Very similar. The stuff to avoid is the crap that has the "putty" like stuff, because that will cause damage to the shaft.
02-14-2011 04:21 PM
lancelot9898
Quote:
Originally Posted by sailingdog View Post
If you decide to stick with a standard/traditional stuffing box, please do yourself a favor and get the GFO goretex packing material, [/B]

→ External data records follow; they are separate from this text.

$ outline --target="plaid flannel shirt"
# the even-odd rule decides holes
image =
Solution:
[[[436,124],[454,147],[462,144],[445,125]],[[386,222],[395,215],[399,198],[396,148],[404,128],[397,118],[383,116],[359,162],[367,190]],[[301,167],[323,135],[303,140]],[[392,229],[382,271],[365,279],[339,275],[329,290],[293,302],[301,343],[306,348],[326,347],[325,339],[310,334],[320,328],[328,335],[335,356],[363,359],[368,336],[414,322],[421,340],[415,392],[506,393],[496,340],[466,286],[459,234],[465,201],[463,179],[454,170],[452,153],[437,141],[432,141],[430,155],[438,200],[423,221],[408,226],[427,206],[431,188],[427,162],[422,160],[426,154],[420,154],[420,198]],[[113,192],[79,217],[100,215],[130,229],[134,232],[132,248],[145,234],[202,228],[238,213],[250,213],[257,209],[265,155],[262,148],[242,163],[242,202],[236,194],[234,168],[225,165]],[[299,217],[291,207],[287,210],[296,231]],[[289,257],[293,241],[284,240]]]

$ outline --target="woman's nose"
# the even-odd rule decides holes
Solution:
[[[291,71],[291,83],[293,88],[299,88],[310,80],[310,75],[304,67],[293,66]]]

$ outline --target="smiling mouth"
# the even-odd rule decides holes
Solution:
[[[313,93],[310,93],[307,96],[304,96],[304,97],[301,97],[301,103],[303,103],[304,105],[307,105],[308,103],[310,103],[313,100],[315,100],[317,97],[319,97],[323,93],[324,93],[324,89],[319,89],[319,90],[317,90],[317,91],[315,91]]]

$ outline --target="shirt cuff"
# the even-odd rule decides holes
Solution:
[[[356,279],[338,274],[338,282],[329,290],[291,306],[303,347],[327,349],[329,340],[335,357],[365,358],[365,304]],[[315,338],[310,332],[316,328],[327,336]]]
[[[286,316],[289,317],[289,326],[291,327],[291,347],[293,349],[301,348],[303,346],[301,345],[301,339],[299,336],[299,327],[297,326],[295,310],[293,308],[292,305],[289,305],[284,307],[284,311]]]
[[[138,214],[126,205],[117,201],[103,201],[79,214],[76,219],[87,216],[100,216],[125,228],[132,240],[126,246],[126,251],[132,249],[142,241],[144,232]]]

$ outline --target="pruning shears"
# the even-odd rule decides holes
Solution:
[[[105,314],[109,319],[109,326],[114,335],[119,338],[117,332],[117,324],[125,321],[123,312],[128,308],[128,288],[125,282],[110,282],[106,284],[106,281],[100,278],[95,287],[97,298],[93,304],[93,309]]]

I assume that the GFO stuff is the same as the GTU flax sold by WM and Defender, both being gortex. ??
02-14-2011 03:52 PM
sailingdog If you decide to stick with a standard/traditional stuffing box, please do yourself a favor and get the GFO goretex packing material, as it requires less water dripping to lubricate it. It should not be DRIPLESS when the shaft is turning, but can often be adjusted such that it doesn't drip when the shaft is not moving.
Quote:
Originally Posted by SlowButSteady View Post
WN,

Be aware that if a dripless shaft seal fails, while admittedly a rare event, it can sink your boat. A properly adjusted stuffing box lets very little water into the boat, and can't really fail in the catastrophic manner that dripless seals sometimes do.
02-14-2011 01:04 PM
SlowButSteady WN,

Be aware that if a dripless shaft seal fails, while admittedly a rare event, it can sink your boat. A properly adjusted stuffing box lets very little water into the boat, and can't really fail in the catastrophic manner that dripless seals sometimes do.